This is a reposting of a blog post I did on my employers blog.
Something that might interest the developers out there working with accessibility on iOS.
If you have strange behavior, as in, being unable to (partially) pick an accessibility frame by just dragging your finger over the screen, I might be able to answer just why.
As it turns out. VoiceOver and sub views being out of bounds of their parent’s view bounds don’t really mix.
I’ve created an example showcasing this situation. Be careful of the view hierarchy being created.
A plain view on the left with accessibility enabled and an accessibility label. A contained view on the top right. You’ll see two views on top of each other. That’s the contained one. A plain view on the bottom right. Both views on the right side are accessible and have an accessibility label set.
Now the views on the right side have a tap gesture recognizer. Clicking on both of the views on the right side will move the respective view. Note that the top right view will be partially moved outside of the bounds of it’s container view.

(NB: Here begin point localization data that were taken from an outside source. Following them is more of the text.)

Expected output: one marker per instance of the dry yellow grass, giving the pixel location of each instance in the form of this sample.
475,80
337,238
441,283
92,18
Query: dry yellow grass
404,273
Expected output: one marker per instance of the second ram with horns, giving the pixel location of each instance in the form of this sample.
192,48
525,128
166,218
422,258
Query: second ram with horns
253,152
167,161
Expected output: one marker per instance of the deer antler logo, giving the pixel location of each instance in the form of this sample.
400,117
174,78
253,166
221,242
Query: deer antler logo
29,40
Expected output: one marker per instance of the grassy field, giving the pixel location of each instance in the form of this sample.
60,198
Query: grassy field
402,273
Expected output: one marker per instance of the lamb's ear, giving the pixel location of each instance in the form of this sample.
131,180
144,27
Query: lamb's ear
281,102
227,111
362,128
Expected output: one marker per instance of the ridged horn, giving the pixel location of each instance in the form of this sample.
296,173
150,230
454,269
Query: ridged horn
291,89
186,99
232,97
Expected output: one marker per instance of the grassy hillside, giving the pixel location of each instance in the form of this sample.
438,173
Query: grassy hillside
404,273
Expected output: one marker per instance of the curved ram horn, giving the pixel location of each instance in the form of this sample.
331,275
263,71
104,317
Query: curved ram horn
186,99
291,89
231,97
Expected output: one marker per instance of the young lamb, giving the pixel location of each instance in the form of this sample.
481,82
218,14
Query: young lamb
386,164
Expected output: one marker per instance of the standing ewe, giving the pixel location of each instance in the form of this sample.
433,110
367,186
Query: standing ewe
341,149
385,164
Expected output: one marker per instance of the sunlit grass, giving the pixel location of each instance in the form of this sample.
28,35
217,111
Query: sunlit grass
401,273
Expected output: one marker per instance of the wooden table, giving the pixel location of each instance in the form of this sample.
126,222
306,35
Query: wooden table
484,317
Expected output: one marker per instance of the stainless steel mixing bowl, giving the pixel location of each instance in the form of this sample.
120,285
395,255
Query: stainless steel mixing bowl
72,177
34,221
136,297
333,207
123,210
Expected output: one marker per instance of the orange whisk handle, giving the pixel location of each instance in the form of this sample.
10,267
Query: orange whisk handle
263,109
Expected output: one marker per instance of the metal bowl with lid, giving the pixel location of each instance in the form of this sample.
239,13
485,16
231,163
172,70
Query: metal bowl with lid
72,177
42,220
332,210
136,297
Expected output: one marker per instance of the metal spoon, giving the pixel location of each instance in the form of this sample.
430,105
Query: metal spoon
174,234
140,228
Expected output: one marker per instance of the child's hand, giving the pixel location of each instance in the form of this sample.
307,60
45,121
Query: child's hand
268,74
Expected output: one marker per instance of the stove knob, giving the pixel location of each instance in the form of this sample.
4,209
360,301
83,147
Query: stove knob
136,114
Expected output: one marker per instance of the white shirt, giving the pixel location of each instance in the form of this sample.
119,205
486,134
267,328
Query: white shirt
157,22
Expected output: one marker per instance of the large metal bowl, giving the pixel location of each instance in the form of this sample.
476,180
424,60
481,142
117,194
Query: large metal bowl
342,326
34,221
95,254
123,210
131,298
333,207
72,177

The interesting part happens when you enable the accessibility inspector in the simulator. (It’s under the general settings of the Simulator’s settings app.) You are unable to pick the top right view outside it’s container view, when it’s been moved to the left. As in, the parts outside the container will not respond to an accessibility drag as you might visually expect it to.
See the source code https://github.com/xebia/ios-DemoForBlog and try the example, the interesting bits about this example are all contained within the third tab of the application, it’s the XSDThirdViewController in the code.
More tips will follow when I run into interesting little bits of iOS development knowledge.